La musique « nomade », une musique qui se voit

Le Théâtre de la Ville offre à tous les mélomanes un bel aperçu de la musique des peuples « nomades » d'Asie centrale.


Le concert, programmé le 3 mai, accueillera des musiciens venus du Kazakhstan, du Kirghizstan, du Turkménistan et de Khakazie, une république du sud de la Sibérie. A ne pas manquer…

Traditions musicales d'Asie centrale

Deux traditions musicales distinctes caractérisent les peuples d'Asie centrale. L'une, classique, se rapporte aux peuples sédentaires, urbains et musulmans, comme les Ouzbeks, les Tadjiks (et les Ouïgours situés au Turkestan chinois). Ces derniers mis à part, l'aire géographique de cette tradition musicale « savante » correspond à la Transoxiane, région mythique située entre les deux grands fleuves d'Asie centrale, l'Amou-Daria et le Syr-Daria, dont Samarkand et Boukhara sont de brillantes illustrations.

L'autre tradition, la tradition « nomade », se rapporte aux peuples türk de pasteurs transhumants, islamisés plus tardivement et superficiellement, et dont les cultures sont encore fortement teintées de chamanisme. Ce sont les Kazakhs, les Kirghiz et les Turkmènes. Cette tradition musicale est une tradition de « bardes » épiques et lyriques, « qui sont à la fois, tel le nomade qui emporte tout sur lui et se suffit à lui-même, instrumentistes et chanteurs, conteurs, poètes, improvisateurs ou luthiers, historiens, religieux, conseillers, chamanes, barbiers ou guérisseurs »[1].

Aucune percussion ne rythme cette musique, et le barde se produit généralement seul, accompagné de son luth à deux ou trois cordes, qui est dombra chez les Kazakhs et komuz chez les Kirghiz. Une légende rapporte qu'un berger, alors qu'une épidémie décimait plusieurs troupeaux, « éviscéra une de ces bêtes et accrocha les boyaux aux branches de deux arbres éloignés l'un de l'autre. Le vent se mit à souffler et une belle mélodie se dégagea de ces boyaux tendus. Alors le berger les reprit pour en faire les cordes d'un instrument, qui devaient être au nombre de deux. Pour le corps de l'instrument, il prit du bois aux alentours. Depuis, la tradition veut que les musiciens fabriquent leur propre komuz »[2].
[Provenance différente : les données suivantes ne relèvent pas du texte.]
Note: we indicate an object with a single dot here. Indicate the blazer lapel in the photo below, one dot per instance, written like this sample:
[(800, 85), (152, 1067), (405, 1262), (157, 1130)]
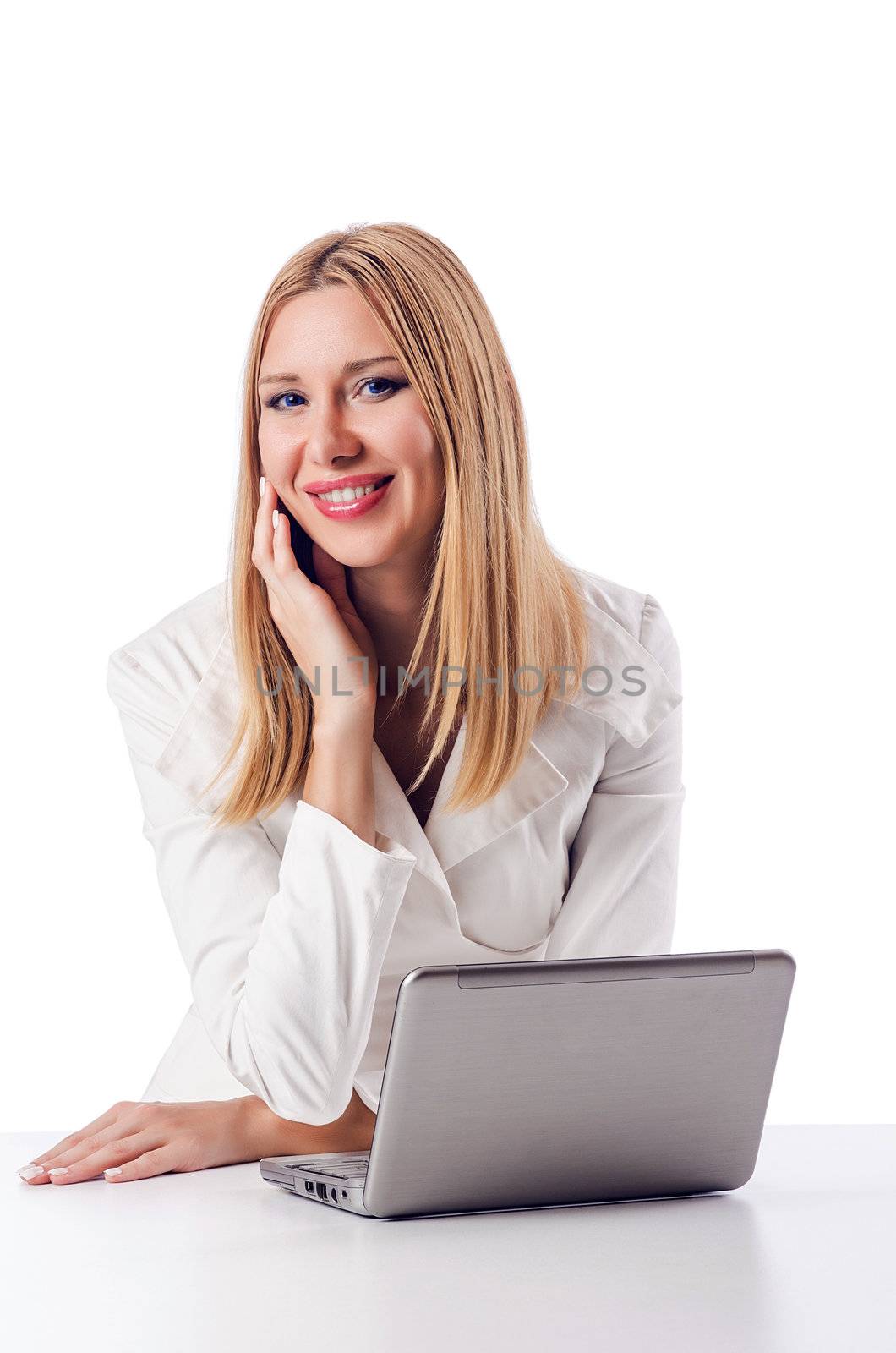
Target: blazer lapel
[(203, 734)]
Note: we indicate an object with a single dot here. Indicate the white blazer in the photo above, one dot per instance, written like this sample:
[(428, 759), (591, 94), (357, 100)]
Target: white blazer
[(297, 933)]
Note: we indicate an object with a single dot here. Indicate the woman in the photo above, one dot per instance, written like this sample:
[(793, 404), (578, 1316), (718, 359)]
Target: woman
[(320, 825)]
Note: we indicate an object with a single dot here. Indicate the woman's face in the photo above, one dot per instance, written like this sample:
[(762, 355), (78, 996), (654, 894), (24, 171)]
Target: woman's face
[(321, 423)]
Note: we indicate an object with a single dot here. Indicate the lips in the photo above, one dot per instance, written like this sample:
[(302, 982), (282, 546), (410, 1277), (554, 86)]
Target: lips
[(329, 486), (353, 507), (331, 489)]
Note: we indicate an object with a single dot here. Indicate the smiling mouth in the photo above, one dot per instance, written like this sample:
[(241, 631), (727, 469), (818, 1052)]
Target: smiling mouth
[(369, 490)]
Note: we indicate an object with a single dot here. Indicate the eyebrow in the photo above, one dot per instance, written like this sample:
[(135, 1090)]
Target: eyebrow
[(275, 378)]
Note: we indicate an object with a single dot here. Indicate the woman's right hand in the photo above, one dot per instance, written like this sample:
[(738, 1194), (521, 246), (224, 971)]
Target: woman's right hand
[(317, 620)]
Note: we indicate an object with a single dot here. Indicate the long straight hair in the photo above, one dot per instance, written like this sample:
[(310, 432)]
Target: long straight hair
[(500, 601)]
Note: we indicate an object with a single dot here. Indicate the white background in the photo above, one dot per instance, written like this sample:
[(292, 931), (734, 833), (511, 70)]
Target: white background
[(682, 220)]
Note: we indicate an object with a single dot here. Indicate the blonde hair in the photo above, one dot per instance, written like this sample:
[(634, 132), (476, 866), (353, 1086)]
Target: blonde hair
[(499, 599)]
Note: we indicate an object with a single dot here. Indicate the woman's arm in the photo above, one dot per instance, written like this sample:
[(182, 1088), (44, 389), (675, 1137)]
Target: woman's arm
[(283, 954), (624, 859)]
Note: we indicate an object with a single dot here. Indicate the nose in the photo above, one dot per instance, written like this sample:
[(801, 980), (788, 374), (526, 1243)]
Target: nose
[(328, 437)]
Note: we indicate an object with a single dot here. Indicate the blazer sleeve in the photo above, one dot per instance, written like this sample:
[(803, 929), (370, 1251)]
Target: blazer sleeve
[(283, 954), (621, 888)]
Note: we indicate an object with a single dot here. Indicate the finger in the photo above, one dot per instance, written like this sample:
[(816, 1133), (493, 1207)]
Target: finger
[(263, 534), (114, 1156), (74, 1138), (281, 545), (117, 1131), (161, 1160), (331, 575)]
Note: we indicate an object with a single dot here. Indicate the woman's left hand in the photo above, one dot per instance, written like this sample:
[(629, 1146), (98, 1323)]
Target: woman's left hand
[(133, 1141)]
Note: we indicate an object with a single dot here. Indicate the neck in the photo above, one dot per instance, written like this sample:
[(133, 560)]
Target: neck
[(390, 601)]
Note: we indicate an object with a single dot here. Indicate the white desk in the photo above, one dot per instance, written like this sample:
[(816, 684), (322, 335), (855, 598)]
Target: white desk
[(800, 1260)]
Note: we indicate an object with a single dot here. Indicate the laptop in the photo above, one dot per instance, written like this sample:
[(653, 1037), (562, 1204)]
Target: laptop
[(563, 1082)]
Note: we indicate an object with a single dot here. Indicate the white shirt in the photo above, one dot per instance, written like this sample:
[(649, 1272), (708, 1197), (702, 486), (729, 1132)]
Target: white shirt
[(297, 933)]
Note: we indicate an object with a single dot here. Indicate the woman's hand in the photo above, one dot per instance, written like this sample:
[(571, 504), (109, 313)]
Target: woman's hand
[(139, 1140), (317, 620), (133, 1141)]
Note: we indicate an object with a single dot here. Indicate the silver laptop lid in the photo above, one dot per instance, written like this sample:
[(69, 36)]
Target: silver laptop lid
[(576, 1080)]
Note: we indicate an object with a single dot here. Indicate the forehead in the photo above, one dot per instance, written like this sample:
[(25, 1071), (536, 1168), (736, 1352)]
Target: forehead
[(322, 328)]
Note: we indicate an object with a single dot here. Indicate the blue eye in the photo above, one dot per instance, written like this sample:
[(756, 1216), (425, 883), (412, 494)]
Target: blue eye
[(371, 381)]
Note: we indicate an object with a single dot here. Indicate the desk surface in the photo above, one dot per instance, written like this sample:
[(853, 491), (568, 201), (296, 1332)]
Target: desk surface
[(800, 1260)]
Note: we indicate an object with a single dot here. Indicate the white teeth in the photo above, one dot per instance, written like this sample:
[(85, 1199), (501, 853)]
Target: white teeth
[(347, 496)]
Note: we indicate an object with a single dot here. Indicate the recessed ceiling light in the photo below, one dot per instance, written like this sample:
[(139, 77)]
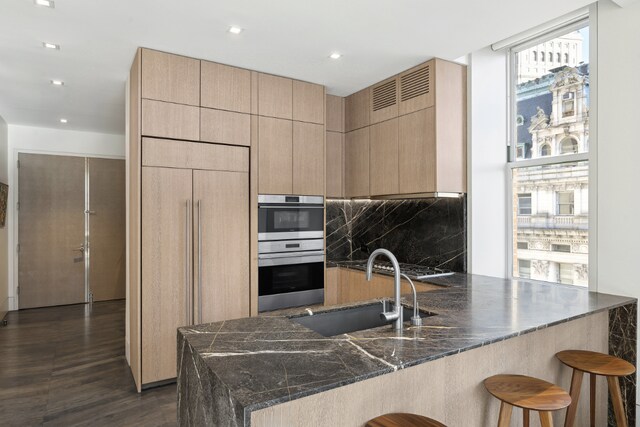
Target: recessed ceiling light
[(45, 3)]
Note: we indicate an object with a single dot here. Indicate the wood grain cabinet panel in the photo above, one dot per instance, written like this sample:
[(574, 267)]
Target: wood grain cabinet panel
[(275, 156), (334, 169), (356, 153), (170, 78), (335, 113), (275, 96), (383, 158), (308, 102), (356, 110), (193, 155), (166, 271), (417, 152), (225, 127), (308, 159), (225, 88), (221, 242), (167, 120)]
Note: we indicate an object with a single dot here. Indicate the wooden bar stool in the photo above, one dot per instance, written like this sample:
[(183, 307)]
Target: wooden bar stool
[(403, 420), (528, 393), (595, 364)]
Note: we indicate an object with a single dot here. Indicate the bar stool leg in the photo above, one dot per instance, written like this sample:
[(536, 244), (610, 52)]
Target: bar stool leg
[(616, 399), (574, 392), (505, 415), (592, 400), (545, 419)]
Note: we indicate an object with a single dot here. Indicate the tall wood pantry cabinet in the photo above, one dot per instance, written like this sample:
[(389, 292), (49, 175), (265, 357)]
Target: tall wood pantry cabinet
[(189, 218)]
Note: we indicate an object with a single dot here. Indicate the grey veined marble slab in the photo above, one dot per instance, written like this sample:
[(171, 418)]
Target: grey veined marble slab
[(228, 369)]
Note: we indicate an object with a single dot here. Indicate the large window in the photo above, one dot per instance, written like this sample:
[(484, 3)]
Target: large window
[(549, 158)]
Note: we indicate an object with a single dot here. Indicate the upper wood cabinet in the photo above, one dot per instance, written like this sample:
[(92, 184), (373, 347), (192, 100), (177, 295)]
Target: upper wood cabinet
[(334, 169), (169, 120), (383, 158), (275, 96), (275, 156), (170, 78), (308, 159), (417, 133), (225, 127), (384, 100), (335, 113), (308, 102), (357, 110), (356, 151), (225, 87), (416, 90)]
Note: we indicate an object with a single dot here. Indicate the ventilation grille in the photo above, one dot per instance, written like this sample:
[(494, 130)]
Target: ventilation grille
[(414, 84), (384, 95)]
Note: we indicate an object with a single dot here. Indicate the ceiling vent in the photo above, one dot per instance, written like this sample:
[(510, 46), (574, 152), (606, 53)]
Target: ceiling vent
[(414, 84), (384, 95)]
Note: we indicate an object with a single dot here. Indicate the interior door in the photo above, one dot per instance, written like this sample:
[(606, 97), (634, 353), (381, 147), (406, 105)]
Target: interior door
[(221, 245), (51, 234), (166, 267), (107, 229)]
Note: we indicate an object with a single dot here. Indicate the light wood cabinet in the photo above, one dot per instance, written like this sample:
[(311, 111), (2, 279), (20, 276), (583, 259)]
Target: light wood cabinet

Mimétisme avec la nature ou l'importance du geste

La musique des Kazakhs et des Kirghiz nous parle de la steppe ou de la montagne, de la guerre ou de la vie qui s'écoule et raconte les grandes épopées (Manas pour les Kirghiz, Dede Korkut pour les Kazakhs…). Elle s'inspire de la nature, tant dans les rythmes que dans le geste. Le rythme de la musique se calque sur le pas, le trot ou le galop du cheval. Laquelle de la gestuelle musicale ou de la mélodie nous envoûte le plus, on ne pourrait le dire. Une chose est sûre, on est sous le charme. Cette musique des steppes a de particulier sa puissance à nous évoquer mentalement ce que l'on entend. Une musique visuelle, en quelque sorte, qui, si l'on ferme les yeux pour l'écouter, évoque le cavalier qui galope dans cette steppe à perte de vue, celui qui dévale la montagne, ou encore l'oiseau qui prend son envol.
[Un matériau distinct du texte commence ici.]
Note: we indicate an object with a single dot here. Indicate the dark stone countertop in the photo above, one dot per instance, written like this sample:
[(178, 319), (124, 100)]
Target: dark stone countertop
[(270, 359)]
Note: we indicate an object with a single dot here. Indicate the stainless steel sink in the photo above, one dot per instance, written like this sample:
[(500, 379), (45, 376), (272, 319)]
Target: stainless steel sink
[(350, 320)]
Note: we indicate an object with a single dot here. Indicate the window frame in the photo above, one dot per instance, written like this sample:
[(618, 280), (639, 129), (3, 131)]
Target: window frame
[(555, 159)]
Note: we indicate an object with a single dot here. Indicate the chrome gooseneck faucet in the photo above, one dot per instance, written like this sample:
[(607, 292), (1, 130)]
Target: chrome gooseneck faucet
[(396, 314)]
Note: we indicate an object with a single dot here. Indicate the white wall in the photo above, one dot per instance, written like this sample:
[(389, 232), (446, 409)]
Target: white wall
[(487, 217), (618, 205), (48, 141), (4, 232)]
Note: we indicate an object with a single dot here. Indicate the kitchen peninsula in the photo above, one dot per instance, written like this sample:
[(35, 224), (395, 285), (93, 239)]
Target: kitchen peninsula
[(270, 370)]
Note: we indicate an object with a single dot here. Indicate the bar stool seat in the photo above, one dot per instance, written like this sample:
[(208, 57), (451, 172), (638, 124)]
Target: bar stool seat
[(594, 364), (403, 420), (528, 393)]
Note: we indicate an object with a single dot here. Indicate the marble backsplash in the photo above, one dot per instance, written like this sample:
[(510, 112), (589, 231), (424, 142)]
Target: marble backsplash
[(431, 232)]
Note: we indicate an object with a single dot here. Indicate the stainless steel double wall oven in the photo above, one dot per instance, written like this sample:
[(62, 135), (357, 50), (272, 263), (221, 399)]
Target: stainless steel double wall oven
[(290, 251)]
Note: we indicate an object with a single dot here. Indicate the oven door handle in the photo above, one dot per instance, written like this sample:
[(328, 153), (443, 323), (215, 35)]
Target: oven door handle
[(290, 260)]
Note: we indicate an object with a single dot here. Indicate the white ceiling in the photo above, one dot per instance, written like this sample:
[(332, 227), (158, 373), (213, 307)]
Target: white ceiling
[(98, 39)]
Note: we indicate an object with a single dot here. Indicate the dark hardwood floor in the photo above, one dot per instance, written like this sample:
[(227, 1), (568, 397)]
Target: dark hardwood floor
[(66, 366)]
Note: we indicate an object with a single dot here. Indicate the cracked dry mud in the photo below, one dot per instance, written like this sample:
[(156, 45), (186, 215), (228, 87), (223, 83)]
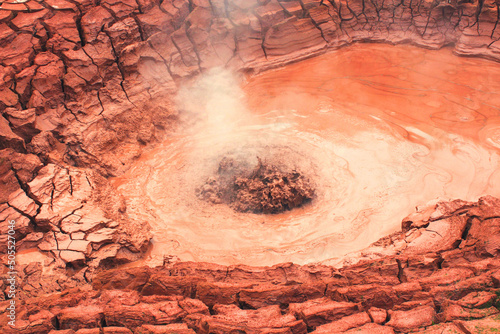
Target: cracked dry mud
[(80, 103)]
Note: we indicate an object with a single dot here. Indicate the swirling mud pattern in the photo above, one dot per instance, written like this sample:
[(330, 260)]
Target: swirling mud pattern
[(376, 128)]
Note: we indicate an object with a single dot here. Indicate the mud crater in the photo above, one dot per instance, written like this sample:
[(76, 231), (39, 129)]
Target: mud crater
[(264, 188)]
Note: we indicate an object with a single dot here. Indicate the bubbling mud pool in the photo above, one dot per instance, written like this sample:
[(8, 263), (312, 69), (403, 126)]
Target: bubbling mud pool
[(378, 129)]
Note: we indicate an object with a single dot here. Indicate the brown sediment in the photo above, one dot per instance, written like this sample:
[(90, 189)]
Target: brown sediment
[(263, 189), (86, 88)]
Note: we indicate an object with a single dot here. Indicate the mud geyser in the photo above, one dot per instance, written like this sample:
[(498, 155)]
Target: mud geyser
[(263, 189)]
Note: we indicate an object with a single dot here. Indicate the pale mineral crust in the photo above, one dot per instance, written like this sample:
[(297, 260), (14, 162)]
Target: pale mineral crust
[(453, 288), (86, 85)]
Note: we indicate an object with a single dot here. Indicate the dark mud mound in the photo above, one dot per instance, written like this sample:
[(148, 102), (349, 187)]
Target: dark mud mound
[(263, 189)]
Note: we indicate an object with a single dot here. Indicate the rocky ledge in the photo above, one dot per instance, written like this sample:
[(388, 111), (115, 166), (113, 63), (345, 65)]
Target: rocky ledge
[(440, 274), (86, 85)]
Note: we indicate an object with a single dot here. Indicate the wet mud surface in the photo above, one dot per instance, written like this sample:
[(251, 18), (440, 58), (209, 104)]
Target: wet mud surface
[(378, 128), (262, 189)]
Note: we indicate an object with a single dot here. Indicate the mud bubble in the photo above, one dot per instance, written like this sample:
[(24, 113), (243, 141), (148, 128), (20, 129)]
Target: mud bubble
[(265, 188)]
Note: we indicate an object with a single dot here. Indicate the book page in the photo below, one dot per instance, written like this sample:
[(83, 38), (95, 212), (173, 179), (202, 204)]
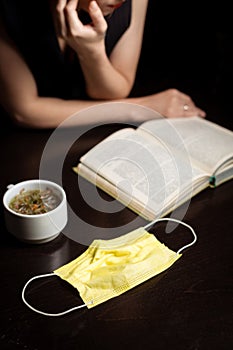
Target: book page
[(143, 168), (209, 144)]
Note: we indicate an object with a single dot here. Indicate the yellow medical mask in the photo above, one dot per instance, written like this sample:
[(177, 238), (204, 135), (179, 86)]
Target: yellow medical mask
[(109, 268)]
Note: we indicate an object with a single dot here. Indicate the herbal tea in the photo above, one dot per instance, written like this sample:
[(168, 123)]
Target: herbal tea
[(34, 202)]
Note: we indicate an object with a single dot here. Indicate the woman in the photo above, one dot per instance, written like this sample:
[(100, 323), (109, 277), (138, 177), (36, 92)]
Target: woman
[(62, 56)]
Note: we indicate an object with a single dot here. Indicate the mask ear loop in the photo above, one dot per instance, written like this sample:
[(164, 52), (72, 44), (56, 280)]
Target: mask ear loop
[(45, 313), (179, 222)]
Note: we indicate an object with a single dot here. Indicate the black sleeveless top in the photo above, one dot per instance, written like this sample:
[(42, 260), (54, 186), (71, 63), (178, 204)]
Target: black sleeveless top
[(29, 23)]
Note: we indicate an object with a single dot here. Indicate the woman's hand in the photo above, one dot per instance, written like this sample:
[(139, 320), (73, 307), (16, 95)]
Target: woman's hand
[(172, 103), (70, 28)]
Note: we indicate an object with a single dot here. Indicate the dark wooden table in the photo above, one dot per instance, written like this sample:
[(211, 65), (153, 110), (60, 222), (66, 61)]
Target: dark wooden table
[(188, 307)]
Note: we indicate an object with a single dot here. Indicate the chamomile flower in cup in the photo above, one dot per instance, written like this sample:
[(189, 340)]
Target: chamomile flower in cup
[(35, 210)]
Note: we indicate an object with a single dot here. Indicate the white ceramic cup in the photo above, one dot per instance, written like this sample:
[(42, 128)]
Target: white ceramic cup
[(36, 228)]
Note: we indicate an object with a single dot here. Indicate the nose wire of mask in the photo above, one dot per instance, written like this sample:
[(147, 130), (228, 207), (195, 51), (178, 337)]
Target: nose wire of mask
[(152, 223), (84, 259)]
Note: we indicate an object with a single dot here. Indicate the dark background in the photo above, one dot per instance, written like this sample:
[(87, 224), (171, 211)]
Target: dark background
[(189, 46)]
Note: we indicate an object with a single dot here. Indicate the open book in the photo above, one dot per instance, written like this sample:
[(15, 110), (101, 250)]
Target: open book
[(160, 165)]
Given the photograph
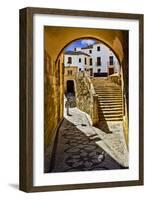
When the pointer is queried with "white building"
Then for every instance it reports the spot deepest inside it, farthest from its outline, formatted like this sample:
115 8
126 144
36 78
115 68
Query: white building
98 59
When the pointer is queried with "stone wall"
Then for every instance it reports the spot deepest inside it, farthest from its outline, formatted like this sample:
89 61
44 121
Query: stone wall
53 102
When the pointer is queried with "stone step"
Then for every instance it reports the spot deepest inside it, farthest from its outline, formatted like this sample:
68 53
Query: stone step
110 118
109 97
107 94
111 115
109 101
108 108
95 137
La tradition musicale des bardes nomades atteint des sommets de sophistication avec le Küi, composition instrumentale, véritable « condensé » musical, qui dépasse rarement les 6 minutes. À titre d'exemple, on pourrait mentionner un morceau intitulé « le Cygne », interprété à la dombra, et qui raconte la naissance du peuple kazakh. C'est une fille-cygne, une belle princesse, qui engendra les pères des trois hordes kazakhs. La main droite du musicien reproduit le gracieux battement d'aile de l'oiseau, et le geste, à son tour, engendre la mélodie. La mélodie viendrait-elle du geste? Ou le geste de la mélodie ? L'un ne peut exister sans l'autre. C'est une symbiose parfaite entre le geste et la mélodie, entre l'homme et la nature…

Le disque TURKESTAN, Komuz kirghiz et dombra kazakh, chez Ocora Radio France offre un merveilleux aperçu du concert qui aura lieu au Théâtre de la Ville.

 

Par Cloé DRIEU

Vignette : Photo libre pour usage commercial, pas d'attribution requise

 

[1] DURING, Jean, Musiques d'Asie centrale, L'esprit d'une tradition, ed. Cité de la Musique / Actes Sud, 1998.
[2] Version notée par Sabine Trébinjac, livret du disque TURKESTAN, Komuz kirghiz et dombra kazakh, chez Ocora.